ERMAMonday 15 December 2008, 3:29PM
Media release from ERMA
The Environmental Risk Management Authority has revoked the
approvals for the insecticide endosulfan and prohibited its
importation, manufacture and use in New Zealand.
The Authority's decision will come into effect on 16 January 2009,
28 days after publication of a notice in The New Zealand Gazette on
Thursday 18 December. The Authority has also specified requirements
for safe disposal of the chemical within 12 months.
The decision to revoke the approvals for endosulfan and its
formulations followed an exhaustive reassessment process that
included gathering information internationally, locally, from
industry, and through public submissions and a public
hearing.
The chair of the decision-making committee, Helen Atkins, said the
Authority considered that the level of adverse effects to the
environment, human health, the relationship of Maori to the
environment, and to New Zealand's international relationships
outweighed any positive effects associated with the availability of
endosulfan in New Zealand.
Ms Atkins said the Authority was grateful to all those who
contributed information and their time to the reassessment -
especially those who spoke at the hearing, including the registrant
and submitters.
The Authority wanted to stop use of endosulfan as quickly as
possible. However it recognised the need to allow time for safe
disposal in an approved manner such as re-export of the substance,
or through an approved toxic waste disposal scheme like the one
operated by several regional councils with the support of the
Ministry for the Environment.
ERMA New Zealand would make further information on disposal
available early in the New Year, and was working with other
agencies to ensure it would be widely circulated.

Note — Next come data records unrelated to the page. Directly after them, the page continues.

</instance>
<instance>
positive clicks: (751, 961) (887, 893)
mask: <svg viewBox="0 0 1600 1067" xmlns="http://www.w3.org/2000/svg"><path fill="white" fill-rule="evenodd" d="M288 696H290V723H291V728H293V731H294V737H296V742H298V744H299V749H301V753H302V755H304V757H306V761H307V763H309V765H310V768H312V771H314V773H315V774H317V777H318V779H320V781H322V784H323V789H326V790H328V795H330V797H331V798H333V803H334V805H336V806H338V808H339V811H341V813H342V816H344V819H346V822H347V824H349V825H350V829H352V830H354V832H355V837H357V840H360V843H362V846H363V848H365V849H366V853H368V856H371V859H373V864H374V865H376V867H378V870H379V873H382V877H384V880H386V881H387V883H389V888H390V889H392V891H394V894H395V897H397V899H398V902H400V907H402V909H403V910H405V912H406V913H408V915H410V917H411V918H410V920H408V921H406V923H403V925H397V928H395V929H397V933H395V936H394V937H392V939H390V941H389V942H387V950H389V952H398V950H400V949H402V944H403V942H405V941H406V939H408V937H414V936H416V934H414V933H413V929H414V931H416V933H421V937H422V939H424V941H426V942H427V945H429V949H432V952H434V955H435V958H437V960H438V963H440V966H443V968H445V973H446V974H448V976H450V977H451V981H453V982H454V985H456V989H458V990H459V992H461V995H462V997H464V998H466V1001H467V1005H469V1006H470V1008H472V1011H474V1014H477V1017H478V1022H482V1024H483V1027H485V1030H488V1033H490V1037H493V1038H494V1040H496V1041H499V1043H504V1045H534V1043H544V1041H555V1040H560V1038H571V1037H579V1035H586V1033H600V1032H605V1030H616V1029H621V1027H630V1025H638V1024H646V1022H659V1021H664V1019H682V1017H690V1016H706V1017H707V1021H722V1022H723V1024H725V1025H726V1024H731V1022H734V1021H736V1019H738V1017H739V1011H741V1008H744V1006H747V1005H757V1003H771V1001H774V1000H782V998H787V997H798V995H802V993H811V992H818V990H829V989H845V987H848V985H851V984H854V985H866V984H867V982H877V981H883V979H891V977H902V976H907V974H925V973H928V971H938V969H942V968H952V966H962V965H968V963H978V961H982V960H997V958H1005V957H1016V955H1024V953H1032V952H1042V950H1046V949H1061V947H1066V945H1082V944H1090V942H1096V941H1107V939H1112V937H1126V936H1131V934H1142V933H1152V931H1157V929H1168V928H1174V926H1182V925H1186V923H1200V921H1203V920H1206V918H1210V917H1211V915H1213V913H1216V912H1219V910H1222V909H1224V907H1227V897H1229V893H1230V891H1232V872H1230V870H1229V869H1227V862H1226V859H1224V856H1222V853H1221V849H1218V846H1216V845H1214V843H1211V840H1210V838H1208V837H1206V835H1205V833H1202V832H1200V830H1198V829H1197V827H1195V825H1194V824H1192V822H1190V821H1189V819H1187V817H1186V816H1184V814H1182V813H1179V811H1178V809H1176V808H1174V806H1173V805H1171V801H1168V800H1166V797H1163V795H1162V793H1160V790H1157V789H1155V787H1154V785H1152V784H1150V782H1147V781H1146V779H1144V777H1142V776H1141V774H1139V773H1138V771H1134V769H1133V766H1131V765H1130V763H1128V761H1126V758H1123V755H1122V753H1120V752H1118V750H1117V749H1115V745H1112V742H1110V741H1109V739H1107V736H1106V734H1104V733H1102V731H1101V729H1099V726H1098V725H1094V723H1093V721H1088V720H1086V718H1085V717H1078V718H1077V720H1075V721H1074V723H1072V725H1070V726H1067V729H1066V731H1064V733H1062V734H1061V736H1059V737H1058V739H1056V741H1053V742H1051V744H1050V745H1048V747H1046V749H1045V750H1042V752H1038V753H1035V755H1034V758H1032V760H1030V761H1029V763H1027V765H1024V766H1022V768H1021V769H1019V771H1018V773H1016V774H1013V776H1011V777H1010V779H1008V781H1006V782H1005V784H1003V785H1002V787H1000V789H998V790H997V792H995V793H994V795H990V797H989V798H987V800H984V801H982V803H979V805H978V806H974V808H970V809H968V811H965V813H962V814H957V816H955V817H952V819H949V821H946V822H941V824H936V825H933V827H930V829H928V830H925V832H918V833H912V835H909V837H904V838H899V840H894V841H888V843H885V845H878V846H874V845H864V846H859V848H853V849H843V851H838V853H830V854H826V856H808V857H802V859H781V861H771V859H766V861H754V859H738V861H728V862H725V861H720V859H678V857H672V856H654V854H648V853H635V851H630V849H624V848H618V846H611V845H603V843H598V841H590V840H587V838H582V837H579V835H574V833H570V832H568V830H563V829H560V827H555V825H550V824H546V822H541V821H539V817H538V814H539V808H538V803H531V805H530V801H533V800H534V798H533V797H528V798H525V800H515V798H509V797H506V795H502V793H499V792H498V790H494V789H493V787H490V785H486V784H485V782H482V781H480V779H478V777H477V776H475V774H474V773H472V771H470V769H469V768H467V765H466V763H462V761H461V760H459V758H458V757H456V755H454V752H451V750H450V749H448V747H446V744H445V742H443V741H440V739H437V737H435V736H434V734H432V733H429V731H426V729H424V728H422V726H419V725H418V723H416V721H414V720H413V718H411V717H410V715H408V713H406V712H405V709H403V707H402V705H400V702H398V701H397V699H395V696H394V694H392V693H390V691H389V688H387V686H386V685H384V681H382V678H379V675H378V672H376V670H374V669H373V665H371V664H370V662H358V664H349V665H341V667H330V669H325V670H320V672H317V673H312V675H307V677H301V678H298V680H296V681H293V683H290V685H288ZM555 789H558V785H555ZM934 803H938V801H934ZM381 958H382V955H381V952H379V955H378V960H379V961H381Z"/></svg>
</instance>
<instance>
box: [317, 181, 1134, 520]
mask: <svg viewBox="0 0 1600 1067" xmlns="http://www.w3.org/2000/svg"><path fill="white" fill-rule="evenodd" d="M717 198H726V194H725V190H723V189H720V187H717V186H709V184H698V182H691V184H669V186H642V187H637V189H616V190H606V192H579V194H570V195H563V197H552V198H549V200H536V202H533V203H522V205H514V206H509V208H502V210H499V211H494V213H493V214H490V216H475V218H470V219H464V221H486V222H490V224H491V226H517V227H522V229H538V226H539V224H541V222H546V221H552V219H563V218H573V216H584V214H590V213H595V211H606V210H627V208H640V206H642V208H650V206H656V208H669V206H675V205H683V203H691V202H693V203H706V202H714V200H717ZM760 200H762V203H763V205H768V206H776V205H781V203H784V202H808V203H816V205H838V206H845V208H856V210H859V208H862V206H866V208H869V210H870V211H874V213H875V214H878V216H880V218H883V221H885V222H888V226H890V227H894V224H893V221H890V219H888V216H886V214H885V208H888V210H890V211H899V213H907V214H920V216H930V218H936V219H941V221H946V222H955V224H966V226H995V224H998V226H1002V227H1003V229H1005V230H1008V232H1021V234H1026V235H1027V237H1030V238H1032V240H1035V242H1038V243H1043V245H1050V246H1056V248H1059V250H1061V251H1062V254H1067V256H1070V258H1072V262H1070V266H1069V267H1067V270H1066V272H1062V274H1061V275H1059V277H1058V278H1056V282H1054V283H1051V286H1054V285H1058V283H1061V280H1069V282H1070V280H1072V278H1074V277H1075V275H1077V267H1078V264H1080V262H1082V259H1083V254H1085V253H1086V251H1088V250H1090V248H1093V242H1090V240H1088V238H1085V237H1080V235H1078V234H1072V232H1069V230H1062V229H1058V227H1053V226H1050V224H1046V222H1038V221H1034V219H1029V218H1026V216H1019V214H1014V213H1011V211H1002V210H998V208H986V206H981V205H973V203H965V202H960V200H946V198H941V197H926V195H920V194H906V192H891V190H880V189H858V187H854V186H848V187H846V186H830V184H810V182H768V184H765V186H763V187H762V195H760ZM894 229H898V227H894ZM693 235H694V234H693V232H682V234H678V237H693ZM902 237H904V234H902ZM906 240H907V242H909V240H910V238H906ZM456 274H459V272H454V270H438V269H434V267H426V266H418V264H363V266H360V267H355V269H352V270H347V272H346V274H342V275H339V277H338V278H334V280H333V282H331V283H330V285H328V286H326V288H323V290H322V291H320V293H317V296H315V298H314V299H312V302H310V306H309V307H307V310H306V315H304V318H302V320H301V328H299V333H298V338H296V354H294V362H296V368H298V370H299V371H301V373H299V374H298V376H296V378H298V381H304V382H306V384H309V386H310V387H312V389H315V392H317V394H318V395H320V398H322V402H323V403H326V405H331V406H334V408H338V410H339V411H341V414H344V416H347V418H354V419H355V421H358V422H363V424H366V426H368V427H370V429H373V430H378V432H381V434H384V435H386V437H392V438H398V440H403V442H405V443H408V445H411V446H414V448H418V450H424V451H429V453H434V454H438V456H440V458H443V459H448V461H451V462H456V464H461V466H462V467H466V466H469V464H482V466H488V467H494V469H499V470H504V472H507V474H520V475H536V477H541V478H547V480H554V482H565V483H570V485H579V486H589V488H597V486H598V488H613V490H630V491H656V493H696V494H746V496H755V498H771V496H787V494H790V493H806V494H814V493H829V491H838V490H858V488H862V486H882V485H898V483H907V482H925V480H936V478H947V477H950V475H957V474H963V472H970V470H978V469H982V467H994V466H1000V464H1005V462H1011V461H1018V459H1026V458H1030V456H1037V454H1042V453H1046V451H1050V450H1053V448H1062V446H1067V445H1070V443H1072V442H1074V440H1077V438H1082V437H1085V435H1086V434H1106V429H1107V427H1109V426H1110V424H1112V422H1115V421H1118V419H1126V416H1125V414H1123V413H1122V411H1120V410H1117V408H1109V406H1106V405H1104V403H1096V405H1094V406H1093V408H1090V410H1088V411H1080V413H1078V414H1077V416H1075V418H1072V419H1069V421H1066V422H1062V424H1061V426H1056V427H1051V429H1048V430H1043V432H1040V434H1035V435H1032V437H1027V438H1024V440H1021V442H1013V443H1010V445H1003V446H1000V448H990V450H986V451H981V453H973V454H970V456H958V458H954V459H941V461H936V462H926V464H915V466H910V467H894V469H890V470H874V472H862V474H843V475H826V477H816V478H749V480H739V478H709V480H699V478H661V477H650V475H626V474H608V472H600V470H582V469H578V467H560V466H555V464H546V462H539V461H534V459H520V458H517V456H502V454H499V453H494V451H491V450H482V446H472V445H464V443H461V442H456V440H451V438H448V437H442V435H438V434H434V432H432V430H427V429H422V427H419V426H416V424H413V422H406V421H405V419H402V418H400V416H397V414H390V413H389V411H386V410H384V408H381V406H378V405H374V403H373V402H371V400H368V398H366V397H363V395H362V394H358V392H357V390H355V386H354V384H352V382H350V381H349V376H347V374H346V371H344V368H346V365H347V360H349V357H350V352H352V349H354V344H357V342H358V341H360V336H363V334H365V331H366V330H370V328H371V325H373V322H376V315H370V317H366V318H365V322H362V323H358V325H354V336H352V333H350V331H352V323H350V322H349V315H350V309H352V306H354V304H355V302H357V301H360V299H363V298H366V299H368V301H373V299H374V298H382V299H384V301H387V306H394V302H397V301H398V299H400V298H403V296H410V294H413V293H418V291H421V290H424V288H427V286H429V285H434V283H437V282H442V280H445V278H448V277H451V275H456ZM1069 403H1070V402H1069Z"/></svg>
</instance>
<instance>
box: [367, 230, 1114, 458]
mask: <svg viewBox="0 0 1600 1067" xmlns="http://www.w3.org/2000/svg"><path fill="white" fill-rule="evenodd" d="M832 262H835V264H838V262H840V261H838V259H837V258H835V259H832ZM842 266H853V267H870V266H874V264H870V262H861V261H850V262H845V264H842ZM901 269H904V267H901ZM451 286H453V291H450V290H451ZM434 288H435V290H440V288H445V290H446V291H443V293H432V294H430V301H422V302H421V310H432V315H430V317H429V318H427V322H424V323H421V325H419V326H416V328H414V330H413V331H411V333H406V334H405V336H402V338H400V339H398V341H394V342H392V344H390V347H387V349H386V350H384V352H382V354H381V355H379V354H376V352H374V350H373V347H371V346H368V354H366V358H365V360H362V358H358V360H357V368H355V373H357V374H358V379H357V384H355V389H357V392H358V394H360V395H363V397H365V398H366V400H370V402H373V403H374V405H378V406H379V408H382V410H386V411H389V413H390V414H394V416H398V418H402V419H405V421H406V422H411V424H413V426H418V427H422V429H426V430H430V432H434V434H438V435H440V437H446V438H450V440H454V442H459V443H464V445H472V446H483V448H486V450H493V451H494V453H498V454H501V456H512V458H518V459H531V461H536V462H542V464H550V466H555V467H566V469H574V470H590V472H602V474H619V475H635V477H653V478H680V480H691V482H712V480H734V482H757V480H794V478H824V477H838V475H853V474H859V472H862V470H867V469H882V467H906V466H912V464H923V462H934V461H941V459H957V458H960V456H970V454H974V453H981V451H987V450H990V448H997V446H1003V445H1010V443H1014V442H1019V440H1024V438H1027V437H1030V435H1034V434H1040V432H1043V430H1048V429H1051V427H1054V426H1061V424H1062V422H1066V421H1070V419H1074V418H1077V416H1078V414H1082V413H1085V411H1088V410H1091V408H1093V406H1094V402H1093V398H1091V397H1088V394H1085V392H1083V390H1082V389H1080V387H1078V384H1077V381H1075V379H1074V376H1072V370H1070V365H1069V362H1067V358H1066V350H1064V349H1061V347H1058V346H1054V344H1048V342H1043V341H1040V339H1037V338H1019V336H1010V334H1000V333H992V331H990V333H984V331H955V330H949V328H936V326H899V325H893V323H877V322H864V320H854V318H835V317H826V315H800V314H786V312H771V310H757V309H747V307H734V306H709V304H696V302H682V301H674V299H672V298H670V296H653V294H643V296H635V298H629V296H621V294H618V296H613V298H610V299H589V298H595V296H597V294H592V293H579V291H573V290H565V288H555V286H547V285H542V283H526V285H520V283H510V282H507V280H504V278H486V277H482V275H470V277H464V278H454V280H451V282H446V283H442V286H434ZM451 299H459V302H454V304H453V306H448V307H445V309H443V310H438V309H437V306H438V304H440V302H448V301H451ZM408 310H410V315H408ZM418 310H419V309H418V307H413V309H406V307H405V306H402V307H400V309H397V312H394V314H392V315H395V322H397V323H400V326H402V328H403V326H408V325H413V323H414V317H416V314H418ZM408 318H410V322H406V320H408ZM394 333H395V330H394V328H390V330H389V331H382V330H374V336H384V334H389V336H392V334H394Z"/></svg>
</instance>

Endosulfan has been used as an insecticide on a variety of crops
in New Zealand including vegetables, berry fruit, citrus, and
ornamentals. It has also been used for earthworm control on turf at
parks, sports grounds, golf courses, bowling clubs, and airports,
although this use is not endorsed by suppliers of the
product.
Use has declined over the past 10 years.
Endosulfan is acutely toxic to humans at high levels and very
toxic to aquatic organisms. It has the potential to cause adverse
effects to workers involved in manufacture, transport and use of
the substance, to the public, and to the environment.
It is persistent in the environment and has the potential to
bio-accumulate. Contamination of remote regions through long-range
movement of endosulfan is likely, based on overseas
modelling.
At the public hearing, the Authority's decision-making committee
heard of the benefits of endosulfan as an effective and relatively
inexpensive insecticide, generally used infrequently as a last
resort. These benefits were, in the committee's view, outweighed by
the risks of its continued use.
The Authority had considered imposing stricter controls on some
uses, but accepted the valid concerns of several submitters at the
public hearing that the proposals would not be practical.